Loggers win one


A county jury says the state of Washington must pay a logging company almost $10,000 an acre if it wants to protect spotted owls on private land.

SDS Co. was forced to halt logging on 232 acres of its land in 1992 after state biologists found evidence of an owl nest in the area. When the company sued the state for illegally "taking" its land, a jury decided in favor of the company, and lawyers on both sides expect the judge to uphold the jury's financial award of $2.25 million.

State officials now worry the case could set a precedent. "It has grave implications for the ability of the state to regulate private landowners," says Susan Zemek of the Washington Department of Natural Resources. "State law would need to be changed if we had to compensate every private landowner in situations like this."

But the company doesn't believe the implications are wide-ranging since it is "the opinion of merely one court in one county in the state," says Mike Neff, attorney for SDS Co.

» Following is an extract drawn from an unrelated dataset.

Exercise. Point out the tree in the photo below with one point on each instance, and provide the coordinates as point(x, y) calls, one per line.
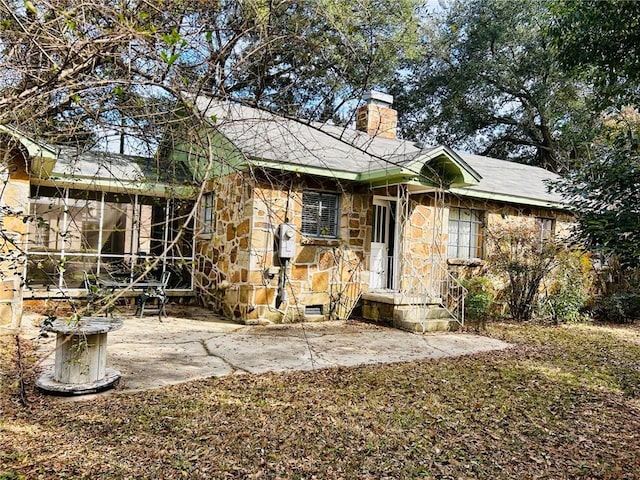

The company's 232 acres that had been slated for logging are part of one of 10 state-designated spotted owl preserves. In its suit, SDS said landowners within the preserves are unfairly targeted for protection of the owl.

"Their scheme doesn't protect breeding owls - only owls in the preserve," says Neff. "Are we asking too few people in our state to protect owls?"

Attorney Michael Grossmann says the state plans to appeal the decision. He adds that if SDS had done landscape planning for its 40,000 acres, "then a little harvesting on the 232 acres would have been allowed."